Enumerated property representations
===================================

The subpackage ``tulip.transys`` (abbreviated to ``transys`` below)
contains classes for representing discrete relations with
data structures that are enumerated in the computer's memory.
This contrasts with symbolic data structures, discussed in the literature.

The core class is ``transys.labeled_graphs.LabeledDiGraph``,
itself a subclass of ``networkx.MultiDiGraph``.
The design philosophy is to deviate little from ``networkx``,
so it helps to familiarize oneself directly with ``networkx``.

The modules ``transys.mathset`` and ``transys.products`` are auxiliary,
and the subpackage ``transys.export`` contains functionality for
saving graphs in various formats, mainly formatting for layout by GraphViz.

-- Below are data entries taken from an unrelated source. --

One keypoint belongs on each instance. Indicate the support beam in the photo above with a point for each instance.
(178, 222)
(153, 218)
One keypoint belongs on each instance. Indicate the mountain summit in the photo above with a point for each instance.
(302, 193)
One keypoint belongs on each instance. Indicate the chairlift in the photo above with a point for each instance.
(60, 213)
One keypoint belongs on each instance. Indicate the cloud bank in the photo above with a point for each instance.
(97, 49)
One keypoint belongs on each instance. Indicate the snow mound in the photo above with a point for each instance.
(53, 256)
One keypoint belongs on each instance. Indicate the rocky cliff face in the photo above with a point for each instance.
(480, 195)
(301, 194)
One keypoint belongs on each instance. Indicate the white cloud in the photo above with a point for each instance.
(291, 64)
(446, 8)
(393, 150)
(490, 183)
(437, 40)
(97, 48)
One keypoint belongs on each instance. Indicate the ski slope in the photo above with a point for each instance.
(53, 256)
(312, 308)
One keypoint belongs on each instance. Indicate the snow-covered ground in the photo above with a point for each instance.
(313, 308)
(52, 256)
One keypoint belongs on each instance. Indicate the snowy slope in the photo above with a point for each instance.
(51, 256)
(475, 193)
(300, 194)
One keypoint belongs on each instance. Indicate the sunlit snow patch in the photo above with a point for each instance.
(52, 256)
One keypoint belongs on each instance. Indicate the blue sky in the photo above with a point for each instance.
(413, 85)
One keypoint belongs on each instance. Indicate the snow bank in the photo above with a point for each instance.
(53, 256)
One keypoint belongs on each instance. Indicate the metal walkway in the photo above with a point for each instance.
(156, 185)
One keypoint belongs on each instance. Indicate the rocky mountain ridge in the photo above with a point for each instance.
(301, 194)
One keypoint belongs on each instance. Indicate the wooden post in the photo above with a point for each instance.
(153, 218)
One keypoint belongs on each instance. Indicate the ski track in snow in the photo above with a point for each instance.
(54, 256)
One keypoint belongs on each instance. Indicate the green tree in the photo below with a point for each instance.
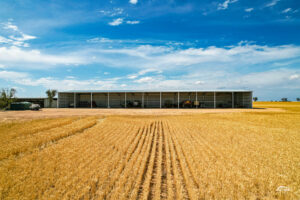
(7, 96)
(51, 94)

The entry point for a user comprises of the ``transys`` modules:

- ``transys``
- ``automata``
- ``machines``

The mathematical objects representable with classes from these modules
can all be described uniformly and elegantly in the same mathematical language.
The only reason that different classes are available is for reasons of
implementation convenience for the user.

The following discussion is organized into parts.
First, we describe the class ``LabeledDiGraph``, because the above
modules contain its children.
Second, we describe the children in each module.


Labeled graphs
--------------

Already, ``networkx`` graphs `provide labeling capabilities
<https://networkx.github.io/documentation/stable/tutorial.html#node-attributes>`_
for nodes and edges.
A ``dict`` is associated with each node and (multi)edge.
The labeling annotation can be stored as a key-value pair in the ``dict``.
What ``networkx`` does not provide is a mechanism for checking label consistency.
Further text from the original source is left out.